Gracias a la fidelidad a esas imágenes, escribe el autor del prefacio, Botero ha podido crear una rica mitología, expresar su mundo propio y evitar el peligro -fatal para otros pintores latinoamericanos- de "disolverse en la imitación y el formalismo, de ser un simple epígono". La obra de Botero es, pues, una prueba de cómo un artista latinoamericano "puede hablarse a sí mismo y expresar por lo tanto su mundo, estableciendo un diálogo creativo con Europa, nutriéndose en sus fuentes, estudiando sus técnicas, emulando sus patrones artísticos". En ese sentido, el novelista peruano afirma que Botero no escapa a la ambiguedad profunda de América Latina: ser y no ser Occidente. Pero la pintura de Botero y sus temas son, sin embargo, "de estirpe inequívocamente latinoamericana" porque cualquier habitante de ese continente reconoce "en su carrusel de imágenes, ciertas maneras de sentir, soñar y actuar prototípicas de las ciudades y pueblos del interior de cualquier país de América Latina".
Según Vargas Llosa, Botero no solo ha sustraído el mundo del tiempo sino igualmente de la violencia, la tensión y la sordidez que, en nuestra época, son la contrapartida de la vida idílica que caracterizó la infancia del pintor colombiano. "El mundo de Botero nos da la impresión de equilibrio y de paz. Ningún compacto, no fragmentado aséptico, seguro de sí mismo, que opone a los mundos caóticos, convulsionados e irracionales de los artistas contemporáneos, la serenidad y la lógica, un orden cotidiano, amor, confianza en la vida y un sentido de la elegancia y del adorno, clásicos". En la obra creada por Botero no hay sitio para decadencia, la violencia y la muerte y cuando la evoca, como en el óleo Pedrito, pintado tras la muerte trágica de su hijo en España en 1974, su cuadro se impone, sostiene el autor de "La guerra del fin del mundo", como "una realidad cromática que reduce por no decir evapora, las cargas afectivas de su anécdota". Lo mismo ocurre cuando aparecen los "dictadorzuelos" o alusiones a hechos negativos como la guerra y el abuso. "Igual que las rameras o sus santas los Generales (boterianos) han mudado su naturaleza y alcanzado la mansedumbre benigna que les infunde la gordura".

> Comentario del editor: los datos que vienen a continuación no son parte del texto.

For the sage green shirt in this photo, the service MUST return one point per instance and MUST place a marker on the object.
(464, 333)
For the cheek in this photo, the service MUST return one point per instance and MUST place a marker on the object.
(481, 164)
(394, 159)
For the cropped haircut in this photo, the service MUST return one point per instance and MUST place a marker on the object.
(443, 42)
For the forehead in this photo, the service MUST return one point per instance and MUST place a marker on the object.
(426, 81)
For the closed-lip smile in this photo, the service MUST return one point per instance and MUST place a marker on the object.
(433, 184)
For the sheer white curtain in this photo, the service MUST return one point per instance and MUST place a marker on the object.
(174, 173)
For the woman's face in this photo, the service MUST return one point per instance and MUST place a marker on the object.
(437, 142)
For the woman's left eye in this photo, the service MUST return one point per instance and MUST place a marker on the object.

¿El mundo de Botero es un mundo "naif"? "Lo es", responde el peruano, en la medida en que se puede llamar "ingenua" la obra de Miró o de Chagall. La ingenuidad está en "la actitud de sus personajes, la visión decorativa y afirmativa de la existencia, su defensa de la anécdota de lo pintoresco, del floklore como medio de expresión artística, sus colores vivos y contrastados, sus tonos fuertes, saludables, y optimistas y todo un arsenal asimilable exteriormente al arte popular". Las viborillas enroscadas en los árboles, los gusanos que salen de las frutas, los gatos y los perritos falderos, las banderitas airosas en las ventanas y "los zorros de las damas encopetadas que parecen fugados de un cuento infantil", muestran, dice Vargas Llosa, "que el contenido y las anécdotas de Botero rozan lo naif. El goce, la alegría el disfrute vital, son actitudes de lo que el arte moderno desconfía y a los que condena como irreales o inmorales". La pintura de Botero, en cambio, subraya el peruano, "refracta una naturaleza inteligible y es, ante todo, pintura. No justifica sus formas y sus colores en ninguna moral o tabla de principios. Botero pinta como si hiciera el amor o degustara un manjar".